On Nov. 30, 2000, it was official: I would never carry a child to term. Never. Never see the outline of a tiny hand or foot travel across my midsection.
Never stand in front of the refrigerator, debating the nutritional benefits of broccoli and ice cream for the soul growing inside of me.
Never lie in bed, stroking my stomach, whispering promises.
The pain of that seventh miscarriage brought years of fertility treatment to an end.
I curled up in bed and sobbed.
I knew there were other avenues to parenthood, and had always told myself that if fertility treatment didn’t work out, it was no big deal. I didn’t need to carry my own child.
But I had been lying to myself. It was a big deal. The most basic, primal element of parenthood–for a woman– seemed rolled up in being physically linked to that tiny soul.
So I was devastated.
If there’s one thing that miscarriage after miscarriage had taught me, it was how to shove profound disappointment to the backburner and move on.

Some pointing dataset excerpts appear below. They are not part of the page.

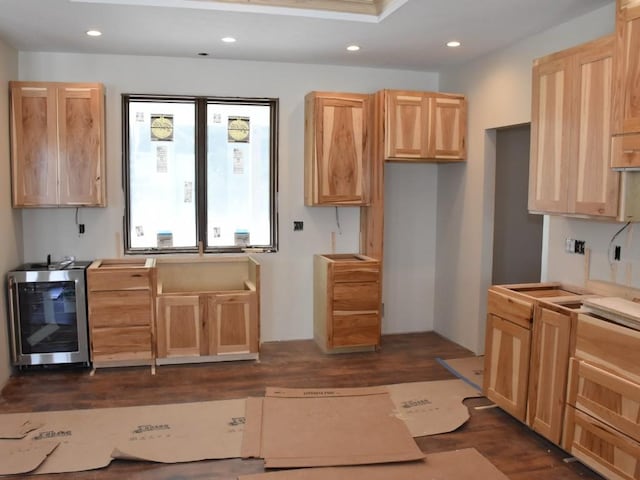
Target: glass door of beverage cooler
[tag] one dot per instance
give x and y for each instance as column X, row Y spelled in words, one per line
column 49, row 319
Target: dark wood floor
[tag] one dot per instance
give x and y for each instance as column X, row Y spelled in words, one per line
column 512, row 447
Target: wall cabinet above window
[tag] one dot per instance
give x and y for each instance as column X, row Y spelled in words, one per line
column 424, row 126
column 57, row 144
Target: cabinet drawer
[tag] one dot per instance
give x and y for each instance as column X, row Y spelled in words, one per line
column 118, row 279
column 609, row 398
column 513, row 309
column 114, row 341
column 608, row 345
column 118, row 309
column 356, row 329
column 602, row 448
column 356, row 272
column 356, row 296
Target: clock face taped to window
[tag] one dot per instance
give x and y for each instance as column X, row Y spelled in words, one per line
column 161, row 127
column 238, row 130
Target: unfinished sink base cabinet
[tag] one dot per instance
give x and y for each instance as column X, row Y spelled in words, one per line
column 121, row 312
column 347, row 302
column 208, row 310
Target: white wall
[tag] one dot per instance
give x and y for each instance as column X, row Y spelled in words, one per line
column 286, row 275
column 498, row 87
column 10, row 221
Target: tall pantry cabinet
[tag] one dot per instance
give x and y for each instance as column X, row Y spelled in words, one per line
column 57, row 144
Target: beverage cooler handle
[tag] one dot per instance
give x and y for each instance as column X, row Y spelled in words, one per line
column 13, row 313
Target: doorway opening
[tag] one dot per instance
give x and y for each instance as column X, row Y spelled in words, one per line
column 517, row 234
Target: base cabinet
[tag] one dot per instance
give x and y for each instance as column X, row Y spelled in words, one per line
column 507, row 351
column 121, row 313
column 207, row 310
column 347, row 302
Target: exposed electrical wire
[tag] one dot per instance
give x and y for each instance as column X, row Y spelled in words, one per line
column 615, row 235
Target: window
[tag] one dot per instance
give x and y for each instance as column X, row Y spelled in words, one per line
column 200, row 173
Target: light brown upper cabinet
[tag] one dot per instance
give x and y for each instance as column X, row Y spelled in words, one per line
column 337, row 148
column 626, row 138
column 57, row 144
column 424, row 126
column 571, row 128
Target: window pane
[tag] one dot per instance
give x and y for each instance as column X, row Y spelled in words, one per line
column 238, row 175
column 162, row 196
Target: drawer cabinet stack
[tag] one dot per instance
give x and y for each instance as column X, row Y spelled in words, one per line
column 602, row 422
column 120, row 300
column 347, row 302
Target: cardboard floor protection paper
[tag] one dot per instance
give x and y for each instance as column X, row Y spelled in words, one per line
column 456, row 465
column 327, row 427
column 430, row 408
column 92, row 438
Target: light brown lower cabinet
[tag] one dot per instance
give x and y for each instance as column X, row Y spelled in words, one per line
column 507, row 351
column 207, row 310
column 121, row 313
column 548, row 371
column 602, row 424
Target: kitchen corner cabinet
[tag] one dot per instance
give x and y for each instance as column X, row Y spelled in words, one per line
column 57, row 144
column 570, row 133
column 347, row 302
column 424, row 126
column 208, row 310
column 626, row 138
column 121, row 311
column 507, row 350
column 337, row 148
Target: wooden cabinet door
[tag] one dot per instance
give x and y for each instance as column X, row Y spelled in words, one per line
column 628, row 71
column 337, row 146
column 407, row 125
column 34, row 147
column 448, row 128
column 549, row 167
column 506, row 371
column 232, row 321
column 81, row 145
column 180, row 326
column 594, row 190
column 548, row 372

My doctor suggested my husband and I enlist the help of a gestational surrogate, someone who could carry our genetic embryo to term. After some discussion, we signed up with an agency and waited.
And that’s when Angie Ramos, a.k.a. our “Guardian Angie,” came into our lives.
Angie’s brother and sister-in-law had been struggling with fertility issues, and Angie had looked at gestational surrogacy to help them. Circumstances changed and her brother and sister-in-law decided not to proceed.
But Angie couldn’t turn back. She had felt her brother’s heartache and knew other couples experienced the same pain. For her, a mother of four, pregnancy had always been simple and worry-free. How, she thought, could she not share her luck with others?
Her husband, Felix, had only one question: “Are you sure?” Once convinced she had considered the situation from every angle, he was behind her all the way.
And that’s how we all met. Two couples, sitting at a table, being led through a list of “get to know you questions” by our agency’s psychologist. We discussed everything from favorite sports teams to our feelings regarding pregnancy termination.
At the end of that session, my husband and I knew we had met the right people. If we were going to leap off this cliff in pursuit of parenthood, we wanted to leap with Angie and Felix.
Five months later, after contracts and medical tests were complete, Angie and I went through a fertility cycle together and four “Shacter” embryos were planted into her uterus.
For two weeks, we waited.
Unlike my past experiences, I wasn’t analyzing every twinge I felt, closing my eyes when I used the bathroom, afraid of seeing blood. I could even go for, oh, three minutes without thinking about it.
Then the results came: positive!
Angie, being the person she is, threw a party the next day so we could meet her family and friends. We worried. Was a party such a good idea? Angie had been spotting a bit, and for me spotting had always meant one thing: miscarriage. Felix and Angie both assured us she would simply sit on the couch and enjoy everyone’s company.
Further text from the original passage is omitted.